September 14, 2018
Factors and Emerging Markets
There have been so many factors identified in the academic literature that John Cochrane, in his 2011 presidential address to the American Finance Association, famously described it as a factor “zoo.” With 600 or more having been “discovered,” how can investors determine which factors are suitable for investment?
In our book, “Your Complete Guide to Factor-Based Investing,” Andrew Berkin and I offered the following criteria, which reduced the proverbial factor zoo to not much more than a handful of exhibits in the equity section.
Specifically, we argue that a factor must be persistent across long periods of time and economic regimes, pervasive across the globe and even asset classes, implementable, have intuitive or risk-based explanations for why an investor should expect the premium to exist going forward, and be robust to various definitions.
Meeting these criteria minimizes, if not completely eliminates, risks of data mining. A good test of the pervasiveness criterion is to determine whether a factor exists not only in the developed world, but also in emerging markets.
Global Factors Or Not?
Yigit Atilgan, K. Ozgur Demirtas and A. Doruk Gunaydin contribute to the literature on factor-based investing with their August 2018 study, “The Cross-Section of Equity Returns in Emerging Markets.”
Their data set covers 27 emerging market countries over the period 1988 to 2014, though there are some markets for which data is available for a shorter sample period (such as Russia and Vietnam, whose return series commence in 1995 and 2006, respectively).
Following is a summary of the authors’ main findings:
- Univariate, equal-weighted portfolio analyses that sort stocks into deciles based on various firm-specific attributes reveal that the low-beta, firm size, book-to-market ratio, momentum and illiquidity factors also are observed in emerging market stocks.
- Using value-weighted portfolios, the size, value and momentum anomalies remain statistically significant.
- The book-to-market ratio and momentum anomalies survive after controlling for firm size.
- Return momentum over the prior year has a significantly positive relation with one-month-ahead returns.
- The anomaly of the demand for lottery stocks, which have a negative premium and the low probability of a very high return, observed in U.S. equities has the opposite relationship with expected returns in emerging market equities (such stocks have a positive premium).

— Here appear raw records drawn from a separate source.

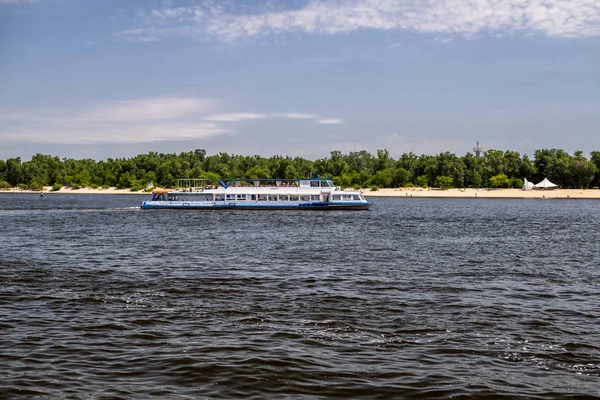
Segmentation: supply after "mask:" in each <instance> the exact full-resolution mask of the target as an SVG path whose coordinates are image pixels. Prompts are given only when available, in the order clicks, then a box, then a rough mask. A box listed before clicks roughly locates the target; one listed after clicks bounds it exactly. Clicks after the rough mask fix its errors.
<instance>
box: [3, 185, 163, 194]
mask: <svg viewBox="0 0 600 400" xmlns="http://www.w3.org/2000/svg"><path fill="white" fill-rule="evenodd" d="M40 192H42V193H44V194H46V193H49V194H138V195H139V194H146V195H148V196H150V195H151V194H150V193H148V192H144V191H143V190H140V191H137V192H132V191H131V190H130V189H117V188H116V187H110V188H106V189H102V188H97V189H92V188H89V187H88V188H80V189H71V188H69V187H62V188H60V190H57V191H54V192H53V191H52V186H44V190H42V191H40V190H22V189H18V188H13V189H3V190H0V193H34V194H39V193H40Z"/></svg>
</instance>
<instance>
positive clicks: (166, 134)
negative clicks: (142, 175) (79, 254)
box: [0, 0, 600, 159]
mask: <svg viewBox="0 0 600 400" xmlns="http://www.w3.org/2000/svg"><path fill="white" fill-rule="evenodd" d="M477 140H479V141H480V142H481V144H482V145H483V147H484V148H485V149H490V148H496V149H507V150H516V151H519V152H521V153H527V154H529V155H532V154H533V152H534V151H535V150H536V149H538V148H562V149H565V150H567V151H569V152H573V151H575V150H583V151H584V152H585V153H586V154H588V153H589V151H591V150H600V2H598V1H597V0H570V1H565V0H545V1H543V2H542V1H537V0H535V1H534V0H470V1H461V0H343V1H342V0H311V1H304V0H302V1H301V0H293V1H279V0H269V1H263V0H247V1H242V0H238V1H217V0H204V1H203V0H195V1H192V0H187V1H185V0H181V1H178V0H170V1H162V0H102V1H99V0H0V158H2V159H6V158H9V157H15V156H20V157H22V158H24V159H29V157H31V155H32V154H35V153H37V152H41V153H45V154H53V155H58V156H61V157H77V158H80V157H92V158H96V159H103V158H107V157H126V156H132V155H135V154H138V153H142V152H147V151H159V152H172V151H176V152H179V151H188V150H193V149H195V148H204V149H206V150H207V151H208V152H209V153H210V154H213V153H218V152H221V151H223V152H229V153H236V154H247V155H252V154H260V155H263V156H270V155H274V154H281V155H291V156H302V157H307V158H312V159H315V158H318V157H323V156H326V155H328V154H329V152H330V151H331V150H341V151H343V152H349V151H358V150H363V149H364V150H368V151H371V152H375V151H376V149H379V148H386V149H388V150H390V152H391V154H392V155H393V156H394V157H397V156H398V155H399V154H401V153H403V152H409V151H413V152H415V153H418V154H421V153H426V154H435V153H438V152H442V151H450V152H453V153H457V154H459V155H462V154H464V153H466V152H468V151H469V150H470V149H471V148H472V147H473V146H474V144H475V142H476V141H477Z"/></svg>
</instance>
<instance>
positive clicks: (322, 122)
mask: <svg viewBox="0 0 600 400" xmlns="http://www.w3.org/2000/svg"><path fill="white" fill-rule="evenodd" d="M317 123H318V124H325V125H333V124H341V123H342V120H341V119H339V118H326V119H320V120H318V121H317Z"/></svg>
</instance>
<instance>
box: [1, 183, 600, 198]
mask: <svg viewBox="0 0 600 400" xmlns="http://www.w3.org/2000/svg"><path fill="white" fill-rule="evenodd" d="M51 189H52V188H51V187H50V186H48V187H44V190H43V191H42V193H44V194H46V193H48V194H137V195H140V194H145V195H150V194H149V193H147V192H144V191H143V190H140V191H137V192H132V191H131V190H130V189H117V188H115V187H111V188H106V189H102V188H97V189H92V188H81V189H71V188H66V187H63V188H61V189H60V190H57V191H54V192H53V191H51ZM0 193H32V194H39V193H40V191H32V190H22V189H7V190H0ZM364 195H365V196H368V197H431V198H481V199H600V190H597V189H555V190H521V189H448V190H440V189H433V188H398V189H378V190H375V191H373V190H371V189H364Z"/></svg>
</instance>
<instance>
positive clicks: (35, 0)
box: [0, 0, 37, 4]
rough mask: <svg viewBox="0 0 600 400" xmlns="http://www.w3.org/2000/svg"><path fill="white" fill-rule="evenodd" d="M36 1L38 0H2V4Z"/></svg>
mask: <svg viewBox="0 0 600 400" xmlns="http://www.w3.org/2000/svg"><path fill="white" fill-rule="evenodd" d="M35 2H37V0H0V4H23V3H35Z"/></svg>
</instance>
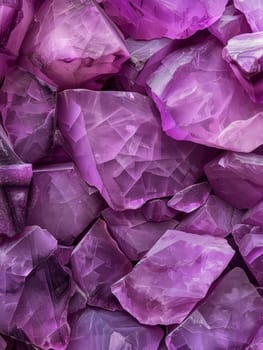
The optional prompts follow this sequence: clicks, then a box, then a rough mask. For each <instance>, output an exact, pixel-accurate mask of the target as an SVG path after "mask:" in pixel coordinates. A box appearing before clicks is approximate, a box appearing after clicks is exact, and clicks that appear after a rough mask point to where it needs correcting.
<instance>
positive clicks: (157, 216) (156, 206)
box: [141, 198, 177, 222]
mask: <svg viewBox="0 0 263 350" xmlns="http://www.w3.org/2000/svg"><path fill="white" fill-rule="evenodd" d="M167 203H168V199H163V198H159V199H153V200H152V201H149V202H147V203H145V204H144V206H143V207H142V209H141V210H142V214H143V216H144V217H145V219H146V220H147V221H153V222H162V221H168V220H171V219H174V217H175V215H176V214H177V211H176V210H173V209H172V208H169V207H168V205H167Z"/></svg>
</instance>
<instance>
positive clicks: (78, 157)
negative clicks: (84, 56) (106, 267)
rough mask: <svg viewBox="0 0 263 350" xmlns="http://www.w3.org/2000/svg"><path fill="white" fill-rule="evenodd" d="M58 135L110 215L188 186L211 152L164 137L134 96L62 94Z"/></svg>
mask: <svg viewBox="0 0 263 350" xmlns="http://www.w3.org/2000/svg"><path fill="white" fill-rule="evenodd" d="M58 119H59V125H60V130H61V132H62V135H63V136H64V138H65V140H66V141H67V144H68V146H69V148H70V152H71V155H72V158H73V160H74V161H75V163H76V164H77V166H78V168H79V170H80V173H81V175H82V177H83V179H84V180H86V181H87V182H88V183H89V184H90V185H93V186H95V187H96V188H98V190H99V191H100V193H101V194H102V196H103V197H104V199H105V200H106V201H107V203H108V204H109V205H110V206H111V207H112V208H113V209H115V210H124V209H136V208H139V207H141V206H142V205H143V204H144V203H145V202H146V201H148V200H150V199H155V198H161V197H166V196H169V195H172V194H173V193H174V191H176V190H180V189H182V188H184V187H186V186H188V185H191V184H193V183H194V182H195V181H196V180H197V179H198V178H199V177H200V176H201V175H202V173H203V166H204V164H205V163H206V162H207V161H208V160H209V159H211V157H213V155H214V154H215V151H214V150H211V149H208V148H205V147H201V146H197V145H194V144H192V143H185V142H176V141H174V140H172V139H171V138H169V137H168V136H166V135H165V134H164V133H163V132H162V130H161V125H160V118H159V115H158V112H157V111H156V109H155V108H154V105H153V104H152V103H151V101H150V99H149V98H148V97H146V96H143V95H140V94H138V93H131V92H114V91H101V92H97V91H91V90H66V91H63V92H61V93H60V94H59V98H58Z"/></svg>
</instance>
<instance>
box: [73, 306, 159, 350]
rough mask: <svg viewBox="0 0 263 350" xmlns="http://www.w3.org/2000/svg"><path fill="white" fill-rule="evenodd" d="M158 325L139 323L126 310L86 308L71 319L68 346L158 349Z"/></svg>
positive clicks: (137, 348) (121, 349)
mask: <svg viewBox="0 0 263 350" xmlns="http://www.w3.org/2000/svg"><path fill="white" fill-rule="evenodd" d="M162 337H163V331H162V330H161V329H160V328H159V327H147V326H143V325H140V324H139V323H138V322H137V321H136V320H134V319H133V318H132V317H131V316H129V315H128V314H126V313H125V312H118V311H117V312H111V311H105V310H99V309H87V310H85V311H84V312H83V313H82V314H81V315H80V316H79V317H78V318H77V319H76V321H75V322H74V323H73V325H72V333H71V341H70V343H69V346H68V348H67V350H83V349H92V350H102V349H103V350H104V349H105V350H106V349H109V350H158V346H159V343H160V341H161V339H162Z"/></svg>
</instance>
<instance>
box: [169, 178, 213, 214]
mask: <svg viewBox="0 0 263 350" xmlns="http://www.w3.org/2000/svg"><path fill="white" fill-rule="evenodd" d="M210 192H211V187H210V186H209V183H208V182H201V183H198V184H194V185H191V186H188V187H186V188H184V189H183V190H181V191H179V192H177V193H176V194H175V195H174V196H173V197H172V198H171V199H170V200H169V201H168V203H167V205H168V206H169V207H171V208H173V209H176V210H178V211H182V212H184V213H191V212H192V211H194V210H196V209H198V208H200V207H201V206H202V205H203V204H205V202H206V201H207V198H208V196H209V194H210Z"/></svg>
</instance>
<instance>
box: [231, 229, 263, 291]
mask: <svg viewBox="0 0 263 350" xmlns="http://www.w3.org/2000/svg"><path fill="white" fill-rule="evenodd" d="M232 234H233V237H234V239H235V242H236V244H237V246H238V249H239V251H240V254H241V255H242V257H243V258H244V260H245V262H246V264H247V266H248V267H249V269H250V271H251V272H252V273H253V275H254V276H255V277H256V279H257V281H258V283H259V284H260V285H261V286H263V269H262V268H263V228H262V227H258V226H250V225H236V226H235V228H234V230H233V232H232Z"/></svg>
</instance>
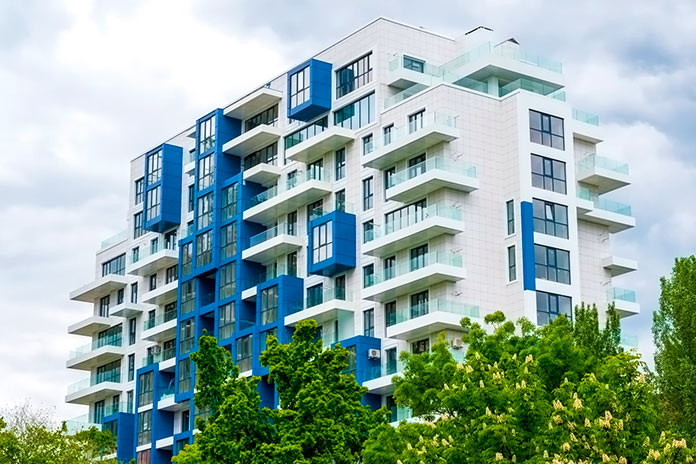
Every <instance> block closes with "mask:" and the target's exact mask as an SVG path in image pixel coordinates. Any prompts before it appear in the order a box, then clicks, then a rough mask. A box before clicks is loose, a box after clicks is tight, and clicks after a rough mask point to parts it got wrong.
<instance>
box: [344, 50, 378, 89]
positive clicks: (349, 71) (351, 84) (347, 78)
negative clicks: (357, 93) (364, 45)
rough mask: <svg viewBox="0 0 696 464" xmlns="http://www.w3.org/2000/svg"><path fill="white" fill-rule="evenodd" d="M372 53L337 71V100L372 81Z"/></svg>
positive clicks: (360, 58) (364, 56)
mask: <svg viewBox="0 0 696 464" xmlns="http://www.w3.org/2000/svg"><path fill="white" fill-rule="evenodd" d="M371 57H372V52H370V53H368V54H367V55H365V56H363V57H361V58H358V59H357V60H355V61H353V62H352V63H350V64H348V65H346V66H344V67H342V68H341V69H339V70H338V71H336V98H341V97H342V96H344V95H348V94H349V93H351V92H352V91H353V90H356V89H359V88H360V87H362V86H363V85H365V84H368V83H369V82H370V81H371V80H372V63H371V62H370V58H371Z"/></svg>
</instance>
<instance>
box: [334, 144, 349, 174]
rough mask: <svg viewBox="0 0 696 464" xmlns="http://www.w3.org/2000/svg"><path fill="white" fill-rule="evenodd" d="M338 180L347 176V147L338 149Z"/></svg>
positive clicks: (336, 172) (336, 163)
mask: <svg viewBox="0 0 696 464" xmlns="http://www.w3.org/2000/svg"><path fill="white" fill-rule="evenodd" d="M335 159H336V180H341V179H343V178H344V177H346V149H345V148H341V149H340V150H336V158H335Z"/></svg>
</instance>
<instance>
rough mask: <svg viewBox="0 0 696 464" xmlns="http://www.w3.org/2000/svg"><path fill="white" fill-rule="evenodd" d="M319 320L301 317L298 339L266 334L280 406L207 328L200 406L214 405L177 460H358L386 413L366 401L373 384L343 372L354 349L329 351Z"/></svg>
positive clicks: (238, 460)
mask: <svg viewBox="0 0 696 464" xmlns="http://www.w3.org/2000/svg"><path fill="white" fill-rule="evenodd" d="M316 332H317V325H316V322H314V321H303V322H300V323H298V324H297V327H296V330H295V333H294V334H293V338H292V342H291V343H289V344H286V345H282V344H280V343H278V341H277V339H275V337H269V338H268V340H267V346H268V348H267V349H266V351H265V352H264V353H263V354H262V355H261V362H262V363H263V365H266V366H268V368H269V376H268V381H269V382H271V383H273V384H274V385H275V387H276V389H277V391H278V396H279V399H280V408H279V409H269V408H263V409H261V408H260V397H259V394H258V392H257V391H256V386H257V384H258V382H259V380H260V379H259V378H258V377H252V378H250V379H241V378H239V377H238V375H239V371H238V369H237V367H236V366H234V364H233V363H232V360H231V356H230V355H229V352H227V350H225V349H224V348H221V347H219V346H217V341H216V340H215V338H214V337H210V336H207V335H204V336H203V337H201V338H200V340H199V350H198V352H197V353H196V354H193V355H192V359H193V360H194V362H196V367H197V372H198V377H197V383H196V387H197V392H196V394H195V397H194V402H195V404H196V407H198V408H199V409H203V408H209V409H210V417H209V419H208V421H207V423H199V425H198V428H199V429H200V430H201V433H199V434H198V435H197V436H196V442H195V443H194V444H193V445H189V446H186V448H185V449H184V450H183V451H182V452H180V453H179V455H178V456H176V457H175V458H174V462H176V463H177V464H194V463H196V464H198V463H216V464H217V463H223V464H224V463H242V464H247V463H249V464H256V463H258V464H261V463H264V464H265V463H268V462H274V463H278V464H285V463H287V464H290V463H301V464H304V463H307V464H309V463H312V464H315V463H316V464H323V463H326V464H329V463H335V464H348V463H351V464H352V463H355V462H356V461H358V460H359V459H360V455H361V452H362V446H363V443H364V442H365V440H366V439H367V437H368V435H369V433H370V431H371V430H372V429H373V428H375V427H376V426H378V425H380V424H385V423H386V416H387V412H386V411H384V410H382V411H378V412H373V411H371V410H370V408H369V407H368V406H364V405H362V404H361V400H362V398H363V395H364V394H365V393H366V392H367V389H365V388H364V387H361V386H359V385H358V384H357V382H356V381H355V377H354V376H352V375H347V374H345V373H344V371H345V370H346V369H347V367H348V351H347V350H346V349H344V348H342V347H341V346H340V345H336V346H334V347H333V348H331V349H328V350H324V349H323V348H322V343H321V340H315V336H316Z"/></svg>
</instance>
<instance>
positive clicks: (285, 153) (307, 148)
mask: <svg viewBox="0 0 696 464" xmlns="http://www.w3.org/2000/svg"><path fill="white" fill-rule="evenodd" d="M353 140H355V132H353V131H352V130H350V129H346V128H344V127H341V126H332V127H329V128H328V129H326V130H325V131H323V132H320V133H318V134H317V135H314V136H313V137H310V138H308V139H306V140H304V141H302V142H300V143H298V144H297V145H295V146H293V147H290V148H288V149H286V150H285V158H287V159H290V160H293V161H299V162H301V163H305V164H309V163H311V162H312V161H314V160H316V159H319V158H321V156H322V155H324V154H325V153H328V152H332V151H335V150H338V149H339V148H341V147H342V146H344V145H346V144H348V143H350V142H352V141H353Z"/></svg>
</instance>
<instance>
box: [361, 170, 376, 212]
mask: <svg viewBox="0 0 696 464" xmlns="http://www.w3.org/2000/svg"><path fill="white" fill-rule="evenodd" d="M373 200H374V180H373V178H372V177H368V178H367V179H363V211H367V210H369V209H372V206H373Z"/></svg>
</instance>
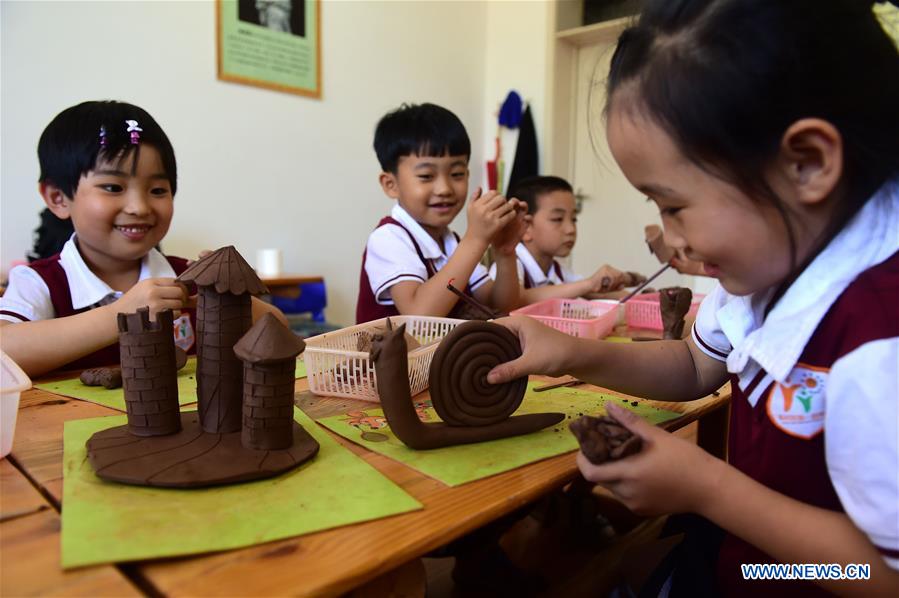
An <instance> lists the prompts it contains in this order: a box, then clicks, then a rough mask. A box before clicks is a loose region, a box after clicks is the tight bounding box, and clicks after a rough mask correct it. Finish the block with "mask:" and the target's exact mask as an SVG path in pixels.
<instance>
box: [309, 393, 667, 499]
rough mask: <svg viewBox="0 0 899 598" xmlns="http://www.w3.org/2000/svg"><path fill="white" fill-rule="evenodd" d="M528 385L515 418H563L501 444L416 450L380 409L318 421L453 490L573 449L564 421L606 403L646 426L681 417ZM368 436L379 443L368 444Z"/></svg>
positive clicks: (356, 442)
mask: <svg viewBox="0 0 899 598" xmlns="http://www.w3.org/2000/svg"><path fill="white" fill-rule="evenodd" d="M540 384H541V385H542V384H545V383H540ZM534 386H535V384H534V383H533V382H531V383H529V384H528V392H527V394H526V395H525V398H524V401H523V402H522V404H521V407H519V408H518V411H516V412H515V413H516V414H523V413H540V412H544V411H549V412H557V413H565V414H566V415H568V416H569V418H566V419H565V420H564V421H562V422H560V423H558V424H556V425H555V426H552V427H549V428H544V429H543V430H540V431H539V432H534V433H532V434H527V435H525V436H516V437H512V438H504V439H502V440H492V441H490V442H481V443H477V444H464V445H459V446H451V447H446V448H441V449H433V450H428V451H416V450H413V449H410V448H409V447H407V446H406V445H404V444H403V443H402V442H401V441H400V440H399V439H398V438H397V437H396V436H394V435H393V432H391V430H390V428H389V426H388V425H387V420H386V418H384V416H383V411H381V410H380V409H366V410H365V411H351V412H348V413H346V414H343V415H336V416H332V417H326V418H322V419H319V420H318V423H320V424H322V425H324V426H326V427H327V428H328V429H330V430H332V431H333V432H335V433H337V434H340V435H341V436H343V437H344V438H347V439H349V440H351V441H352V442H355V443H357V444H360V445H362V446H364V447H365V448H367V449H369V450H371V451H374V452H376V453H381V454H382V455H386V456H387V457H390V458H391V459H395V460H396V461H399V462H401V463H403V464H405V465H408V466H409V467H411V468H413V469H416V470H418V471H420V472H421V473H423V474H425V475H427V476H429V477H432V478H434V479H436V480H440V481H441V482H443V483H444V484H447V485H448V486H459V485H461V484H465V483H467V482H472V481H474V480H479V479H481V478H486V477H489V476H492V475H495V474H498V473H502V472H504V471H508V470H510V469H515V468H516V467H521V466H522V465H526V464H528V463H533V462H535V461H540V460H542V459H546V458H549V457H554V456H556V455H561V454H562V453H567V452H568V451H573V450H576V449H577V448H578V444H577V440H576V439H575V438H574V435H572V434H571V432H570V431H569V430H568V423H569V422H570V421H572V420H573V419H576V418H577V417H578V416H580V415H596V414H597V413H600V412H601V413H603V414H604V413H605V408H604V407H603V405H604V404H605V403H606V401H615V402H617V403H618V404H620V405H622V406H624V407H626V408H627V409H630V410H631V411H633V412H635V413H636V414H637V415H639V416H640V417H642V418H644V419H645V420H647V421H648V422H649V423H651V424H660V423H662V422H666V421H669V420H672V419H676V418H678V417H680V415H681V414H680V413H676V412H674V411H667V410H665V409H659V408H658V407H652V406H650V405H647V404H644V403H642V402H637V404H636V405H633V404H632V403H631V402H630V401H627V400H625V399H622V398H620V397H616V396H613V395H609V394H605V393H600V392H596V391H590V390H578V389H576V388H556V389H553V390H547V391H543V392H539V393H535V392H534V391H533V388H534ZM415 405H416V410H417V411H418V414H419V417H420V418H422V419H423V421H440V418H439V417H438V416H437V413H436V411H434V409H433V407H431V402H430V401H424V402H422V401H416V403H415ZM422 414H425V417H422ZM371 438H376V439H379V440H377V441H373V440H370V439H371Z"/></svg>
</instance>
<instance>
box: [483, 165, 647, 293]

- Consistent with the low-beta anomaly observed in U.S. stocks, the equal-weighted average excess return in emerging markets is relatively flat across the market beta deciles, except for a sharp drop from the ninth decile to 10th decile portfolios. However, the anomaly is no longer significant when using value-weighted returns.
- Moving across the firm size deciles reveals that larger firms have lower expected returns, although the pattern is not entirely uniform. The return and alphas to the zero-cost portfolio formed based on firm size vary between -0.81% and -1.21% with significantly negative t-statistics.
- Equities with higher book-to-market ratios demand higher expected returns. The monthly return to the zero-cost portfolio formed based on book-to-market ratio is as high as 1.67% with a t-statistic of 3.95.
- The momentum anomaly also manifests itself across deciles, with winners over the prior year (excluding the last month) having a higher one-month-ahead return, 2.40% with a t-statistic of 4.37, compared to the losers.
Thanks to a December 2013 research report by Masha Gordon, “The Profitability Premium in EM Equities,” we also have evidence of a profitability premium in emerging markets.
In her study, which covered the period January 1998 through September 2013, Gordon found the annual return on an equal-weighted strategy that went long high return on equity and short low ROE was 5.1%. Moreover, her results were statistically significant at the 10% level (with a t-statistic of 1.7).
Note that the relatively short time span for which emerging markets data are available makes it difficult to achieve high t-statistics.
On a return on invested capital basis, the annual premium was 3.6% with a t-statistic of 1.2. In terms of the gross profitability metric (revenue minus the cost of goods sold), which research has suggested may be the best measure of quality, the premium was a statistically significant 9.0% with a t-statistic of 2.79.
These results are similar to those for the U.S., where gross profitability outperforms return on equity and returns on invested capital. Note that the emerging market equity premium during the period Gordon examined was 6.7%.
Thus, we have three profitability metrics (ROE, ROIC and gross profitability) that all show large premiums in emerging markets, though only the latter was statistically significant at the 5% confidence level. Specifically, in the case of gross profitability, the premium was even larger than the equity premium.
The preceding research provides evidence supporting the pervasiveness of the size, value and momentum premiums. That should give investors further confidence that the premiums found in these factors in developed markets were not a result of data mining exercises, which, in turn, should offer confidence that an ex-ante premium for these factors exists around the globe.